7.7. Automated Meshing for Internal Flow

This tutorial shows how to create a mesh for internal flow using the automated meshing process.

7.7.1. Geometry

As shown in Fig. 7.7.1, the geometry is a wind tunnel enclosing a sphere that is supported by four cylindrical struts. The corresponding CSM file is provided, so the readers can easily reconstruct the geometry on their local machines.

Several details are worth emphasizing in the CSM file:

1. For internal flow, a single solid body representing the fluid must be provided to the automated meshing process. To do this, once the wind tunnel (box) and the sphere with struts are constructed, the next step is to subtract the sphere and struts from the wind tunnel.

2. Fig. 7.7.1 shows the faceName and groupName attributes on the faces of the wind tunnel. In general faces with the same faceName will be treated as the same surface patch for assigning surface (maxEdgeLength) and volume (firstLayerThickness) mesh attributes. Conversely, the user can set different surface and volume mesh attributes for faces with a different faceName. Faces with the same groupName will be considered as the same boundary when exporting the CGNS file.

Fig. 7.7.1 Sphere in wind tunnel, geometry with face attributes. sideNegY is hidden to show the interior of the wind tunnel.

7.7.2. Surface Mesh

The surfaceMesh.json is provided as follows:

{
    "maxEdgeLength": 1, 
    "curvatureResolutionAngle": 15,
    "growthRate": 1.2,
    "faces": {
        "sphere": {"maxEdgeLength": 0.1},
        "strut":  {"maxEdgeLength": 0.01}
    }
}

Noteworthy details in this surfaceMesh.json:

1. The global maxEdgeLength governs the mesh size on all faces.
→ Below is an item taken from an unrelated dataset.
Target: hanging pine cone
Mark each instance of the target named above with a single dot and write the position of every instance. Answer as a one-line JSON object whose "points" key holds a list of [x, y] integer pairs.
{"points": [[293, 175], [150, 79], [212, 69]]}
2. In subsection faces, users can define local maxEdgeLength for the sphere and struts, overwriting the global maxEdgeLength.

7.7.3. Volume Mesh

The volumeMesh.json is provided as follows:

{
    "refinementFactor": 1.0,
    "volume": {
        "firstLayerThickness": 1e-6,
        "growthRate": 1.2
    },
    "farfield": {
        "type": "user-defined"
    },
    "faces": {
        "floor": {
            "type": "aniso",
            "firstLayerThickness": 1e-5
        },
        "ceiling": {
            "type": "none"
        },
        "adjacent2floor": {
            "type": "projectAnisoSpacing"
        }
    }
}

Regarding the volumeMesh.json above, please note that:

1. farfield is set as user-defined, indicating that the user already provided the “farfield” geometry, which is the wind tunnel box in this example.

2. In the faces subsection, the keys should match the attribute faceName in the CSM file.

   • By default, all faces are treated as aniso and the global firstLayerThickness is applied.

   • The floor is set as aniso, so the local firstLayerThickness 1e-5 overwrites the global value of 1e-6. The first layer thicknesses provided here are just for illustration. The users need to adjust these values according to the target \(y^+\) in their simulations.

   • The ceiling is set as none, hence the anisotropic layers won’t be grown from the ceiling. Meanwhile, the surface mesh on the ceiling remains unaltered when generating the volume mesh.

   • The faces adjacent to the floor adjacent2floor are set as projectAnisoSpacing. The surface mesh on those faces is updated when populating the volume mesh. As shown in Fig. 7.7.2, the “spacing” of anisotropic layers grown from the floor are “projected” onto the faces adjacent to the floor.

Fig. 7.7.2 Sphere in wind tunnel, populated volume mesh.